Rep. Bruce DeGroot, R-Ellisville, speaks on the House floor (Tim Bommel/House Communications)
Missouri Gov. Mike Parson on Tuesday signed legislation enacting new consumer protections for a clean energy loan program that has drawn criticism that it disproportionately harms borrowers in predominantly Black neighborhoods.
The legislation, sponsored by Republican Rep. Bruce DeGroot of Ellisville, targets the Property Assessed Clean Energy program, or PACE program.
Under the bill, the program will be reviewed by the state Division of Finance at least every other year.
It requires residential borrowers be provided with complete information about the potential impact of their loan, including a notice that their home could be sold in a tax sale if they fail to pay the loan.
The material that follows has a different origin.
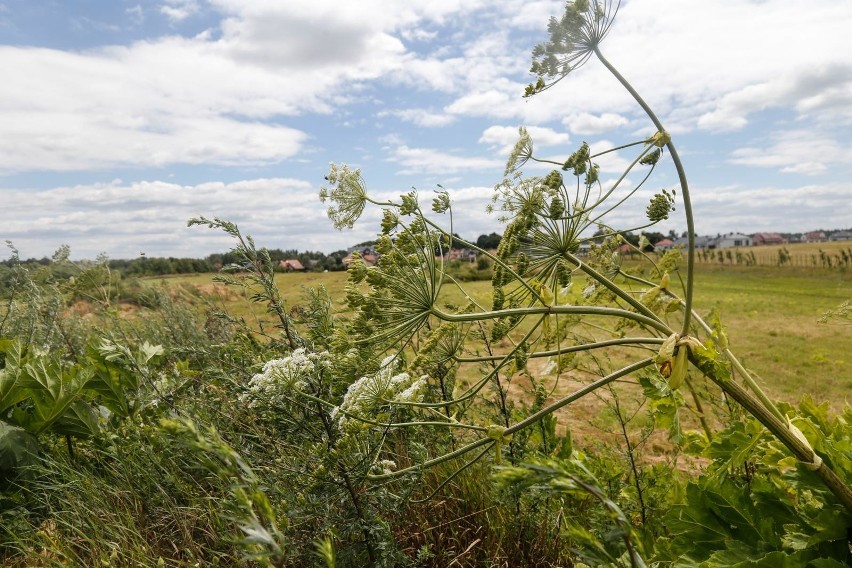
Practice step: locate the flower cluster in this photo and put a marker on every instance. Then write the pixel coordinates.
(367, 394)
(348, 193)
(281, 377)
It also caps the amount that can be loaned through the program based on the assessed value of the home and existing debt.
PACE provides loans to cover the cost of energy efficiency or renewable energy improvements to a home, with homeowners repaying the loans through increased property taxes. The program’s boosters say it has helped people who otherwise would not have been able to qualify for loans make improvements to their homes.
But an investigation earlier this year by the nonprofit news organization ProPublica found that PACE programs in Missouri charged high interest rates over terms of up to 20 years, using the government’s taxing power to collect loan payments through tax bills and enforce debts through liens.
By marketing their programs to people who need urgent repairs but have few options for credit, critics contend they have disproportionately burdened some of the state’s most vulnerable homeowners.
ProPublica found that 28% of borrowers in predominantly Black neighborhoods were at least one year behind in repaying their PACE loans, compared with 4% in mostly white areas. Borrowers in predominantly Black neighborhoods also paid a larger share of their home value toward interest and fees, sometimes more than county appraisers said their homes were worth.